Hey look, that’s my kidney

It's no secret that surgeons can face any number of challenges whenever they bring a patient into the operating room. But for David Thiel, M.D., urologist and medical director of the J. Wayne and Delores Barr Weaver Multi-Disciplinary Simulation Center at Mayo Clinic in Florida, none is perhaps more challenging than making sure his patients truly understand the procedures they're about to have. "Our biggest challenge as surgeons is getting people to understand exactly what we are doing, and not only what we are doing, but how difficult it can be," he says. Fortunately for Dr. Thiel and others, Mayo Clinic's Florida campus is now one of six medical institutions in the country to have a new tool called "virtual dissection tables" to help bridge the communication gap.

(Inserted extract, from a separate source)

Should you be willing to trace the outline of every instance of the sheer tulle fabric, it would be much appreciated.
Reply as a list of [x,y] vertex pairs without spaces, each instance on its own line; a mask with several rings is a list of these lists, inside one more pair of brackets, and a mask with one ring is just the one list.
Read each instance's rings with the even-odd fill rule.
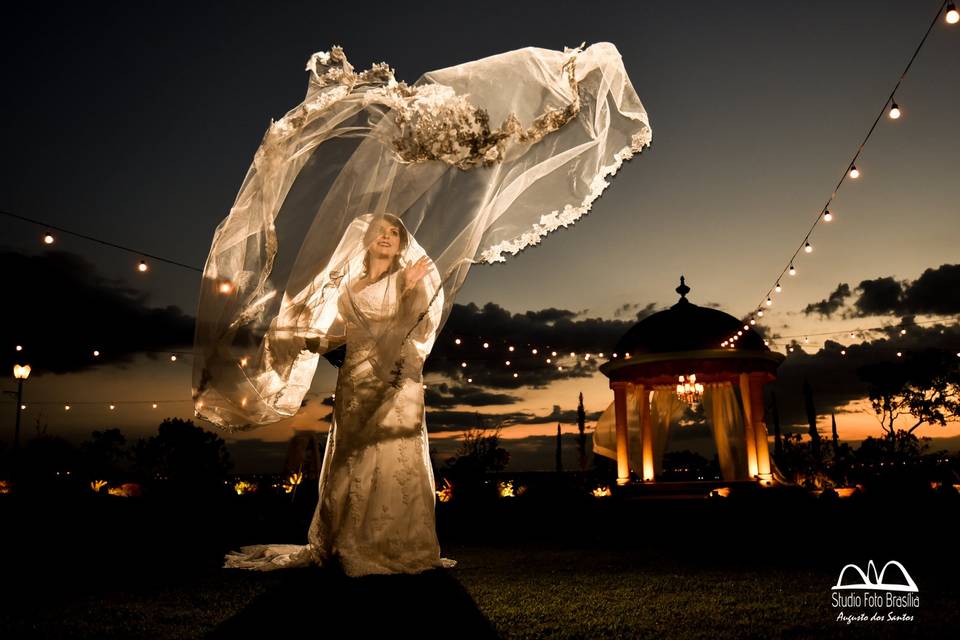
[[[609,43],[510,51],[413,85],[386,64],[357,73],[337,47],[307,69],[306,98],[271,124],[214,234],[195,414],[225,431],[293,416],[321,355],[346,355],[308,544],[247,546],[226,566],[450,567],[436,536],[424,361],[470,266],[589,210],[650,143],[647,115]],[[400,248],[372,279],[384,221]]]
[[[472,264],[573,223],[650,143],[610,43],[528,47],[413,85],[386,64],[355,72],[337,47],[307,69],[306,98],[265,133],[204,268],[194,407],[226,431],[300,409],[319,358],[304,340],[343,339],[339,283],[362,264],[362,216],[399,217],[434,265],[424,319],[380,336],[420,332],[425,358]],[[378,375],[410,347],[383,345]]]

Think of the touch screen on your smartphone. Now imagine that as a nice, easy-to-read 7 feet by 2 1/2 feet. The virtual dissection tables take advantage of "20th-century technological advancements in X-rays, ultrasound and MRIs" to allow users like Dr. Thiel to easily show patients "hard-to-reach" parts of the human body, according to a story produced by Ivanhoe Broadcasting that was picked up by various media outlets. Mayo Clinic Tech Specialist Conrad Dove likes to refer to the table as something of a "reusable" cadaver. "We can take a thin slice CT of any patient we want, and we can virtualize them in six to 12 minutes, and we can have them on the table," Dove says. With the swipe of a finger, the body images on the table's screen can then be "put back together again" right before your eyes.

Regardless of what you call them, Dr. Thiel says the tables are greatly improving the way he and his surgical team prepare for surgical procedures. "As an urologist, one of the things that I do for kidney cancer is to actually cut out the tumor and leave the kidney behind," he says. "We need to know where exactly the blood vessels are that go to the kidneys." And by using the 3-D imaging capabilities of the tables, Dr. Thiel says he can now help his surgical team better visualize all that and more before they actually began operating.

And Dr. Thiel says all of that is, in fact, helping improve the way he and his team provide patient care. "A focus of medicine now is individualized medicine," he says, and he and his team envision eventually taking these types of 3-D images and making them even more real by using a 3-D printer to make a model of the actual kidney with the tumor to show to the patient. "We take something that is very abstract to you and put it in your hand as a model," he says. "We think that will improve the patient experience and let them understand exactly what we are doing."